DUI bill clarifies the use of 'pleas in abeyance'
Lawmakers debate the pros, cons of practice
Is it a free ride for DUI offenders or a tool to entice drunken drivers to correct destructive behavior?
Discussion about the harm or merit of the so-called "plea in abeyance" continued Thursday as a legislative committee voted to support a new bill that clarifies the practice as an option for sentencing Utah's 14,000 drunken drivers each year.
Sen. Carlene Walker, R-Salt Lake City, has been fighting for tough and workable DUI legislation for four years, and discussion over SB20 has been one of her biggest battles.
"I really am passionate about this," she told colleagues on the Senate Transportation Interim Committee. "We're taking baby steps every year on DUI."
The bill provides numerous safeguards so a person with a DUI conviction that is dismissed because of a plea in abeyance can't slip through the cracks if he reoffends later.
As a matter of public policy, the "plea in abeyance" is a sticky subject that has generated a lot of feedback to Paul Boyden, who represents the state's prosecutors. Prosecutors, DUI activists, court officials, local governments, treatment providers and others have a stake in the issue.
"This has not been an easy bill," said Anna Kay Waddoups, chairwoman of a state subcommittee on DUI issues.

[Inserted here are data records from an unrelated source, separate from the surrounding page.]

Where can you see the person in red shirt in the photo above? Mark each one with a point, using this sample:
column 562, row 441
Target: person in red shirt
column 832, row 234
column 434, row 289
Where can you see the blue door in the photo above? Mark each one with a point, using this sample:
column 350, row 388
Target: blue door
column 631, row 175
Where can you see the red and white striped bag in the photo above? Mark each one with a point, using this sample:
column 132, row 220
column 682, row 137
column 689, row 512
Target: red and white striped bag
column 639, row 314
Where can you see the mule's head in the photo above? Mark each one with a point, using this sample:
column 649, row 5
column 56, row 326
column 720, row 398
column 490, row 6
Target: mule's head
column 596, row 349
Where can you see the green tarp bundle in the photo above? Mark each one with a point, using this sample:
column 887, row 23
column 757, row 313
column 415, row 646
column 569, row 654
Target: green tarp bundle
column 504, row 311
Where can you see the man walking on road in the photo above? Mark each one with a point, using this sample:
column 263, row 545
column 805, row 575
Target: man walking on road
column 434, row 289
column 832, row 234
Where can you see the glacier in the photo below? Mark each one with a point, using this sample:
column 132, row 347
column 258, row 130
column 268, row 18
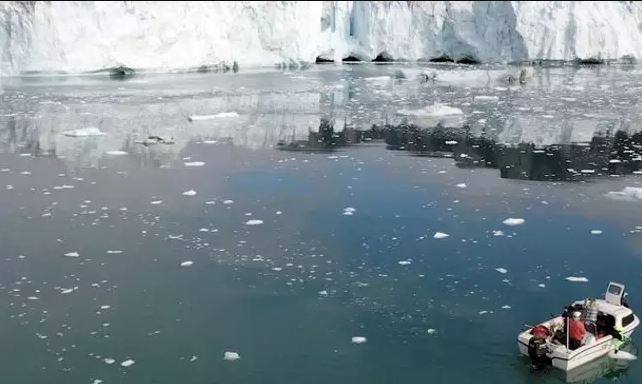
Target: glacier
column 75, row 37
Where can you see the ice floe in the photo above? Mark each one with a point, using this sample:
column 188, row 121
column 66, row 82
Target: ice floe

In a situation where a plea in abeyance is offered, an offender's guilty plea is in "abeyance" until the offender completes a series of court-ordered requirements. A drunken driving charge can essentially be dismissed in exchange for completing a supervised treatment programs designed to change a person's behavior.
Most of these stipulations require an offender to pay for the program, submit to frequent monitoring and blood tests and attend counseling. They are practiced regularly in DUI courts in Taylorsville, Holladay and Davis County.

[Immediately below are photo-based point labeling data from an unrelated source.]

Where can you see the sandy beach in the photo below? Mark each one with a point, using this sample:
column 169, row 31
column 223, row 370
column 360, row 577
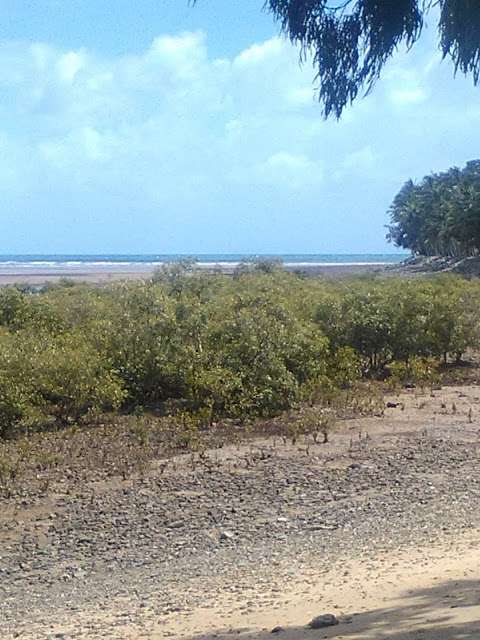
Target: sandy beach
column 94, row 275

And new research shows these programs work. Waddoups, the wife of Sen. Majority Leader Mike Waddoups, R-Taylorsville, she was hit by a drunken driver herself three years ago.
Many agree DUI treatment and drug courts seem to be working, but there are mixed sentiments about whether a plea in abeyance is necessary to entice offenders into the programs. "The issue is should we give DUI offenders a free pass so to speak," Boyden said last week.
An effort to get the issue on the table last year failed when prosecutors couldn't agree on specifics.